Contextual bandit with changing context¶

Customizing the context and changing it midway to see how fast the agent can adapt to the new context and start recommending better products as per the context

toc: true
badges: true
comments: true
categories: [contextual bandit]
image:

In [ ]:

!pip install -q vowpalwabbit

     |████████████████████████████████| 2.6MB 7.0MB/s

In [ ]:

from vowpalwabbit import pyvw
import random
import matplotlib.pyplot as plt
import pandas as pd
from itertools import product

Setting the context¶

In [ ]:

USER_LIKED_ARTICLE = -1.0
USER_DISLIKED_ARTICLE = 0.0

In [ ]:

users = ['A','B','C']
items = ['Item1','Item2','Item3','Item4','Item5','Item6']
context1 = ['morning','evening']
context2 = ['summer','winter']

context = pd.DataFrame(list(product(users, context1, context2, items)), columns=['users', 'context1', 'context2', 'items'])
context['reward'] = 0

#user 1 likes Item 1 in morning, and Item 6 in summer
context.loc[(context.users=='A') & \
            (context.context1=='morning') & \
            (context['items']=='Item1'), \
            'reward'] = 1
context.loc[(context.users=='A') & \
            (context.context2=='summer') & \
            (context['items']=='Item6'), \
            'reward'] = 1

#user 2 likes Item 2 in winter, and Item 5 in summer morning
context.loc[(context.users=='B') & \
            (context.context2=='winter') & \
            (context['items']=='Item2'), \
            'reward'] = 1
context.loc[(context.users=='B') & \
            (context.context1=='morning') & \
            (context.context2=='summer') & \
            (context['items']=='Item5'), \
            'reward'] = 1


#user 3 likes Item 2 in morning, Item 3 in evening, and item 4 in winter morning
context.loc[(context.users=='C') & \
            (context.context1=='morning') & \
            (context['items']=='Item2'), \
            'reward'] = 1
context.loc[(context.users=='C') & \
            (context.context1=='evening') & \
            (context['items']=='Item3'), \
            'reward'] = 1
context.loc[(context.users=='C') & \
            (context.context1=='morning') & \
            (context.context2=='winter') & \
            (context['items']=='Item4'), \
            'reward'] = 1

context['cost'] = context['reward']*-1

contextdf = context.copy()

In [ ]:

contextdf.cost.value_counts()

Out[ ]:

 0    60
-1    12
Name: cost, dtype: int64

Cost function util¶

In [ ]:

def get_cost(context,action):
    return contextdf.loc[(contextdf['users']==context['user']) & \
            (contextdf.context1==context['context1']) & \
            (contextdf.context2==context['context2']) & \
            (contextdf['items']==action), \
            'cost'].values[0]

In [ ]:

get_cost({'user':'A','context1':'morning','context2':'summer'},'Item2')

Out[ ]:

Vowpalwabbit format util¶

In [ ]:

# This function modifies (context, action, cost, probability) to VW friendly format
def to_vw_example_format(context, actions, cb_label = None):
    if cb_label is not None:
        chosen_action, cost, prob = cb_label
    example_string = ""
    example_string += "shared |User users={} context1={} context2={}\n".format(context["user"], context["context1"], context["context2"])
    for action in actions:
        if cb_label is not None and action == chosen_action:
            example_string += "0:{}:{} ".format(cost, prob)
        example_string += "|Action items={} \n".format(action)
    #Strip the last newline
    return example_string[:-1]

In [ ]:

context = {"user":"A","context1":"morning","context2":"summer"}

print(to_vw_example_format(context,items))

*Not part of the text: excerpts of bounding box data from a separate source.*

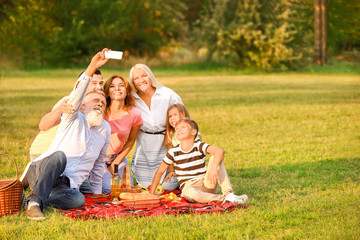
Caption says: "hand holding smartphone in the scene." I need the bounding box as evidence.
[105,51,123,60]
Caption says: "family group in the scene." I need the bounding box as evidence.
[21,48,248,220]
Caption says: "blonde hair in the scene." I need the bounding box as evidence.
[129,63,164,92]
[164,103,190,150]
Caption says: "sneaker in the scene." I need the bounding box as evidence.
[224,192,248,204]
[26,205,46,220]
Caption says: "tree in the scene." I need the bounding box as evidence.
[314,0,327,65]
[193,0,314,69]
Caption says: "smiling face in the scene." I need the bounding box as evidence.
[86,74,104,92]
[109,78,126,100]
[169,107,181,128]
[83,92,106,126]
[133,68,152,92]
[175,121,196,141]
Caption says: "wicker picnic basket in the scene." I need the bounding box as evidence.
[120,167,141,193]
[0,153,23,217]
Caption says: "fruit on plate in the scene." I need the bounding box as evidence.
[160,192,180,202]
[148,183,165,195]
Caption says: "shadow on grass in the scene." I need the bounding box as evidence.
[228,157,360,198]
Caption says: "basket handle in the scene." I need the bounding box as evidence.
[0,153,19,180]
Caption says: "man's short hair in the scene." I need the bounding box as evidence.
[176,118,199,139]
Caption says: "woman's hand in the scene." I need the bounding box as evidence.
[163,171,176,183]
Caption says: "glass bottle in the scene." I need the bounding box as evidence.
[111,164,121,201]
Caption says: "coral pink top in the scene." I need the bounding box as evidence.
[104,107,143,155]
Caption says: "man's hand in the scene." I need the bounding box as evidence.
[56,98,74,114]
[85,48,110,77]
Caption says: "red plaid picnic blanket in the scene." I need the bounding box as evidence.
[60,191,247,219]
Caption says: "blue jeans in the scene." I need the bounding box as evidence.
[102,157,134,194]
[27,151,85,209]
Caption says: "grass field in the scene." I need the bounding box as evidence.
[0,69,360,239]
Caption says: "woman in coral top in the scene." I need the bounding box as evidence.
[103,75,143,194]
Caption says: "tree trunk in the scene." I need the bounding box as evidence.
[314,0,327,65]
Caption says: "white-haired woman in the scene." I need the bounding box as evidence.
[129,64,182,190]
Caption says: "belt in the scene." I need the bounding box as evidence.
[140,129,165,135]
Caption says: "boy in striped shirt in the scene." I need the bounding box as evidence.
[150,118,248,204]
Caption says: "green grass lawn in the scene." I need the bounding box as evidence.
[0,69,360,239]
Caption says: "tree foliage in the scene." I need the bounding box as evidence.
[328,0,360,53]
[194,0,316,69]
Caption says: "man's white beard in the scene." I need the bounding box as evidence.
[85,110,104,127]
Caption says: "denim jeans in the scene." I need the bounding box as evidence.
[27,151,85,209]
[79,178,93,194]
[102,157,134,194]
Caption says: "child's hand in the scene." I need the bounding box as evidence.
[207,168,219,185]
[163,171,175,183]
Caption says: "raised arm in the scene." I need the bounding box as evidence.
[62,48,109,120]
[39,97,73,131]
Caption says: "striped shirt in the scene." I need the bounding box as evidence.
[164,141,210,189]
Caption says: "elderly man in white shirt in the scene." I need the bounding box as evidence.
[22,49,111,220]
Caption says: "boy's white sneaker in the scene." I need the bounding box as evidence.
[224,192,248,204]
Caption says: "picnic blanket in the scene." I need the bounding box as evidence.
[60,191,247,219]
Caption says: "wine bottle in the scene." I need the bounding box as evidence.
[111,164,121,201]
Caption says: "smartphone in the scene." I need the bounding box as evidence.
[105,51,122,60]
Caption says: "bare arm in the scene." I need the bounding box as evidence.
[206,146,224,184]
[150,162,169,194]
[108,125,141,174]
[39,98,73,131]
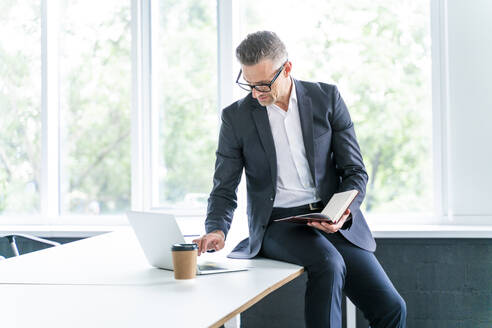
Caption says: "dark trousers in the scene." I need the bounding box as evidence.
[261,207,406,328]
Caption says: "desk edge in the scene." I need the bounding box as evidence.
[210,268,304,328]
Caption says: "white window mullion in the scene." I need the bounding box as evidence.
[40,0,60,223]
[131,0,151,210]
[217,0,239,113]
[431,0,451,222]
[150,0,160,208]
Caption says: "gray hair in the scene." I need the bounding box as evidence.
[236,31,288,66]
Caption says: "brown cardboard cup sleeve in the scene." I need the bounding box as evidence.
[171,244,198,280]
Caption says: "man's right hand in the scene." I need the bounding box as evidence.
[193,230,225,256]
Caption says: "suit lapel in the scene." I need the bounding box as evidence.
[293,79,316,184]
[250,98,277,190]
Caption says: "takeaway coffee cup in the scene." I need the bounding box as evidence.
[171,244,198,280]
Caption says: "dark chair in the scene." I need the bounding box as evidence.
[0,233,60,260]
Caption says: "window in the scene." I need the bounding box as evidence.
[152,0,219,210]
[239,0,434,213]
[0,0,462,224]
[59,0,132,215]
[0,1,41,215]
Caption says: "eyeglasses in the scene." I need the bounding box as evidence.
[236,60,287,92]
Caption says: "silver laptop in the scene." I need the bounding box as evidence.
[127,211,247,274]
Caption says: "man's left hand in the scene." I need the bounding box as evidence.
[307,208,350,233]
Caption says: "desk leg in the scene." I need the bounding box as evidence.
[224,314,241,328]
[345,297,357,328]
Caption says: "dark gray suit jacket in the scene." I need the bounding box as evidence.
[205,80,376,258]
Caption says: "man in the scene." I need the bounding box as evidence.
[195,31,406,328]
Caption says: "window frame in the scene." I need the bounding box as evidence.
[1,0,490,226]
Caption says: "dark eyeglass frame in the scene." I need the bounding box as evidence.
[236,60,289,92]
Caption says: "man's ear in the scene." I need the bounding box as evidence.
[282,61,292,77]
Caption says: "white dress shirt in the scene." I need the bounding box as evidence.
[267,81,320,207]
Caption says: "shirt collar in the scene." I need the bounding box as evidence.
[266,77,297,115]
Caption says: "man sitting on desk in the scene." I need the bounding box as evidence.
[195,31,406,328]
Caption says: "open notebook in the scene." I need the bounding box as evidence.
[275,189,359,224]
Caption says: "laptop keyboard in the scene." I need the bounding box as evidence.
[198,263,227,271]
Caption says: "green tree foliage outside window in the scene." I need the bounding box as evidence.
[0,0,41,214]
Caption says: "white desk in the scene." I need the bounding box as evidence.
[0,229,303,328]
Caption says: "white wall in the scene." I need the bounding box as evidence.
[445,0,492,217]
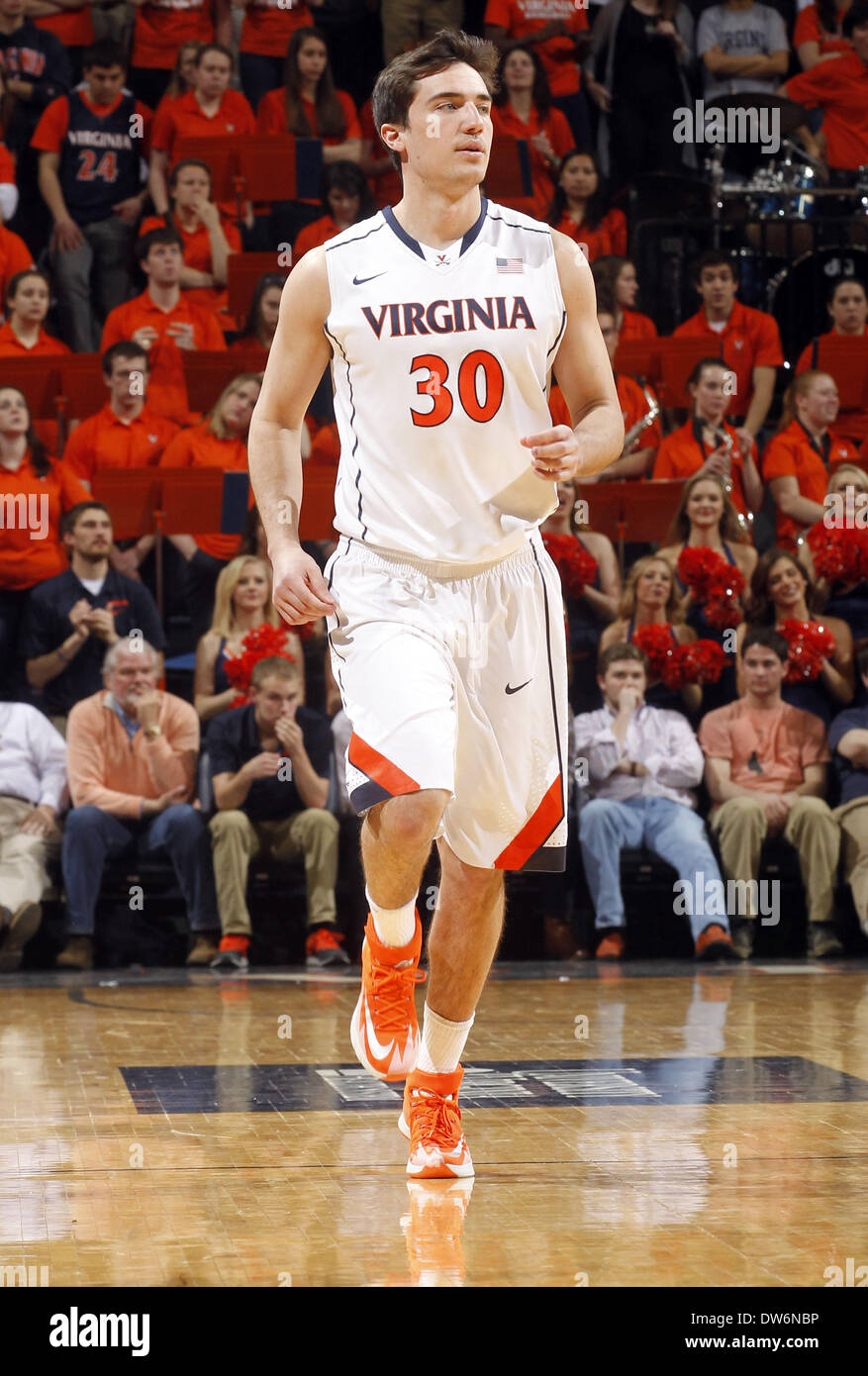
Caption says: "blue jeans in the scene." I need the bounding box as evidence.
[238,52,286,114]
[62,802,220,935]
[579,798,729,941]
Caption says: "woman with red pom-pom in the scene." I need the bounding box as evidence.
[798,463,868,655]
[736,549,854,726]
[660,473,756,712]
[193,554,304,723]
[540,480,621,712]
[600,554,702,716]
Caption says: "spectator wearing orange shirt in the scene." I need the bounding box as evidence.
[293,162,377,262]
[777,0,868,172]
[793,0,853,71]
[674,252,786,450]
[159,373,261,641]
[130,0,233,110]
[148,43,256,225]
[233,0,324,110]
[547,148,624,262]
[359,99,403,209]
[487,0,590,147]
[491,44,572,220]
[100,229,226,426]
[256,25,362,244]
[650,357,762,518]
[0,267,68,357]
[762,370,857,549]
[592,253,657,343]
[139,158,241,318]
[0,387,88,701]
[31,39,151,353]
[795,276,868,444]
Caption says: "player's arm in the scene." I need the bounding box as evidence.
[522,238,625,482]
[247,247,335,625]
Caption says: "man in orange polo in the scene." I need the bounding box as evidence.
[762,376,857,549]
[674,249,786,451]
[777,0,868,172]
[100,229,226,426]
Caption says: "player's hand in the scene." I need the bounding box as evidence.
[241,750,282,780]
[519,426,581,483]
[50,220,84,253]
[271,544,338,626]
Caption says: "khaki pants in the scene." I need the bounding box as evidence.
[832,798,868,933]
[380,0,463,63]
[712,798,840,922]
[0,798,59,913]
[208,808,338,937]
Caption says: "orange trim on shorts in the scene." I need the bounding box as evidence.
[346,731,420,797]
[494,775,564,869]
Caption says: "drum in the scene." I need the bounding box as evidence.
[769,246,868,363]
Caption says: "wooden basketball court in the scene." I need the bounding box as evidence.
[0,960,868,1287]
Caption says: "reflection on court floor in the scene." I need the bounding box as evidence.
[0,962,868,1287]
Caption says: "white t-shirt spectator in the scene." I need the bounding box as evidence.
[696,4,790,102]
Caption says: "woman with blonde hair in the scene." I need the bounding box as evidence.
[193,554,304,721]
[762,369,857,549]
[600,554,702,716]
[159,373,262,641]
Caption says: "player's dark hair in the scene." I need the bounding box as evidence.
[741,549,818,625]
[829,0,868,39]
[135,225,184,262]
[283,24,346,139]
[60,502,112,536]
[195,43,236,71]
[3,267,50,310]
[493,43,551,120]
[0,387,50,477]
[319,158,377,223]
[99,340,151,377]
[597,639,650,678]
[81,39,127,71]
[691,249,741,286]
[546,148,610,230]
[741,626,790,664]
[825,276,868,306]
[371,29,498,172]
[242,272,286,344]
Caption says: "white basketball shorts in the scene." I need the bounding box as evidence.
[325,532,567,871]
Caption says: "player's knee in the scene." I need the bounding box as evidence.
[378,788,448,846]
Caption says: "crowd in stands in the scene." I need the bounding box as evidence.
[0,0,868,970]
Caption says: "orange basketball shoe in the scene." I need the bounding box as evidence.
[398,1065,473,1181]
[349,913,425,1080]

shared |User users=A context1=morning context2=summer
|Action items=Item1 
|Action items=Item2 
|Action items=Item3 
|Action items=Item4 
|Action items=Item5 
|Action items=Item6

In [ ]:

def sample_custom_pmf(pmf):
    total = sum(pmf)
    scale = 1 / total
    pmf = [x * scale for x in pmf]
    draw = random.random()
    sum_prob = 0.0
    for index, prob in enumerate(pmf):
        sum_prob += prob
        if(sum_prob > draw):
            return index, prob

In [ ]:

def get_action(vw, context, actions):
    vw_text_example = to_vw_example_format(context,actions)
    pmf = vw.predict(vw_text_example)
    chosen_action_index, prob = sample_custom_pmf(pmf)
    return actions[chosen_action_index], prob

In [ ]:

def choose_user(users):
    return random.choice(users)

def choose_context1(context1):
    return random.choice(context1)

def choose_context2(context2):
    return random.choice(context2)

In [ ]:

def run_simulation(vw, num_iterations, users, contexts1, contexts2, actions, cost_function, do_learn = True):
    cost_sum = 0.
    ctr = []

    for i in range(1, num_iterations+1):
        user = choose_user(users)
        context1 = choose_context1(contexts1)
        context2 = choose_context2(contexts2)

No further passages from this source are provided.